El personaje de Regan, poseída por una fuerza demoníaca, es visualmente presentado como el cuerpo en conflicto entre lo humano y lo inhumano. Los efectos especiales de la época fueron revolucionarios, y lo más interesante es cómo Friedkin logra que el cuerpo de Regan se transforme en un escenario donde se materializa el conflicto interno. Las cicatrices, los moretones, los movimientos antinaturales del cuerpo: todo esto nos recuerda que el cuerpo puede convertirse en el espacio de lucha de fuerzas invisibles. A menudo pienso en cómo este conflicto se refleja en nuestros propios cuerpos cuando enfrentamos traumas o conflictos internos.


Uno de los momentos visuales más icónicos de la película es cuando el padre Merrin llega a la casa de los MacNeil. Esa escena, donde la luz de la lámpara de la calle ilumina al sacerdote mientras mira hacia la ventana de la habitación de Regan, encapsula visualmente la batalla entre el bien y el mal. La imagen en sí es tan poderosa que ha quedado grabada en la memoria colectiva, casi como un símbolo del enfrentamiento con lo desconocido. Friedkin convierte esa toma en una declaración visual sobre la lucha interna del ser humano con sus propios demonios, que en el fondo es lo que El exorcista trata de explorar. Esta imagen se ha vuelto una de las más reconocibles en la historia del cine, lo que me lleva a pensar en la capacidad del cine de convertir lo íntimo, lo psíquico, en algo que todos podemos ver y experimentar de manera colectiva.


La psicología de los personajes también está íntimamente ligada a la narrativa visual. Pienso mucho en la madre de Regan y cómo el director retrata su desesperación de manera visual. Hay un momento en el que Chris está en la habitación de su hija, rodeada por sombras y la tenue luz de la lámpara, mientras observa impotente lo que está sucediendo. Para mí, esta escena es un retrato perfecto de la impotencia frente al sufrimiento de un ser querido, un sentimiento profundamente humano que Friedkin expresa sin necesidad de diálogos extensos. Todo está en la imagen, en el encuadre, en el juego de luces y sombras. Esta imagen me habla de la desesperación frente a lo incontrolable, algo que todos experimentamos en algún momento de nuestras vidas.
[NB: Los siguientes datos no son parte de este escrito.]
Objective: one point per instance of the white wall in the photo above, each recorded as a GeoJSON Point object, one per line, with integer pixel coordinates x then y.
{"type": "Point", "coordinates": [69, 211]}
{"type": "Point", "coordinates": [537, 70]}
El impacto de está película en la historia del cine no puede subestimarse. Visualmente, fue una de las primeras películas de terror que se atrevió a mostrar lo sobrenatural de una manera tan cruda y visceral. Los efectos prácticos y la puesta en escena de Friedkin crearon una atmósfera de terror tan realista que, incluso después de todo este tiempo, la película sigue siendo perturbadora. Pero más allá de eso, lo que la hace tan impactante es cómo utiliza el lenguaje visual para contar una historia psicológica, una historia sobre el miedo a lo desconocido, al mal, y, en última instancia, a nosotros mismos.


El exorcista no es solo una película de terror; es un viaje visual y psicológico que nos enfrenta con nuestros miedos más profundos. Friedkin utiliza cada encuadre, cada sombra y cada expresión corporal para explorar el conflicto interno entre lo racional y lo irracional, entre el bien y el mal, en una narrativa visual que sigue siendo tan poderosa hoy como lo fue en su estreno. Es una obra que no solo marca un antes y un después en el cine de terror, sino que también nos lleva a pensar sobre la lucha interna que todos llevamos dentro.